The lens is pre-production, and the price hasn’t been finalised yet, but it’s clear this lens needs a little bit of work to get the best results possible. Normally for lenses, a rule of thumb regarding shutter speed is that you use a higher one than your 35mm equivalent focal length. So if the lens is around 50mm, 1/60 is pushing it, but should be enough for sharp photos. This time around though, I’m not exactly sure what shutter speed would be sufficient to get sharp images. I shot the image below at 1/100 of a second, but it still looks to suffer a little from motion blur. Another photo taken at the same speed was sharp however, so perhaps to guarantee sharpness you might have to play safe with something like 1/200. Or it may just have been my hands shaking in anticipation, who knows.

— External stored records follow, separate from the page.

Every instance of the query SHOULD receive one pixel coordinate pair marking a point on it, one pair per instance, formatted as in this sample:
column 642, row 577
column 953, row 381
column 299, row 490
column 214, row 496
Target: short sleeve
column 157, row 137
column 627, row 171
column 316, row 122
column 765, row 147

Most of the shots I took with the lens were quite soft and low in contrast, with light falloff in the corners. I’ll admit some of the soft images are due to poor focusing, mainly because the lens can essentially only be used in Live View, because the f/14 aperture makes the viewfinder impossibly dark to see out of.

There was also some flare in this image below, even though there was no light source that would immediately cause concern for the lens. The problem with this is that low contrast and light falloff can be fixed in post, but flaring is harder to rescue.

This isn’t a full review, and as we mentioned before, the lens is definitely not ready for launch yet. The price hasn’t been decided, and I’m sure the engineers at Venus Optics will tinker with the formula to make sure the lens is improved for launch. Maybe they just rushed the construction of it in time for Photokina, since they thought it would be great for the show

And really, it’s exactly what the photography world needs. I’m not talking specifically about a 24mm f/14 lens on a stick, for shooting insects – I’m talking about specialist lenses for small niches. Everyone in the world makes a 50mm f/1.8, and there are dozens of boring MF primes being launched every month. The market is saturated with those, and the price point between the lenses aren’t too different. But nobody except Laowa is making such a strange or crazy lens, and it’s utterly fantastic of them to cater for the macro photographers who want a different angle.

The lens isn’t optically perfect yet, as I mentioned before, but it’s useable, and hopefully it will be improved. Better yet, perhaps one day the sudden popularity of these strange lenses will convince Sigma or Samyang, or even Nikon or Canon to make one – and then we’ll really see some more innovation in the field.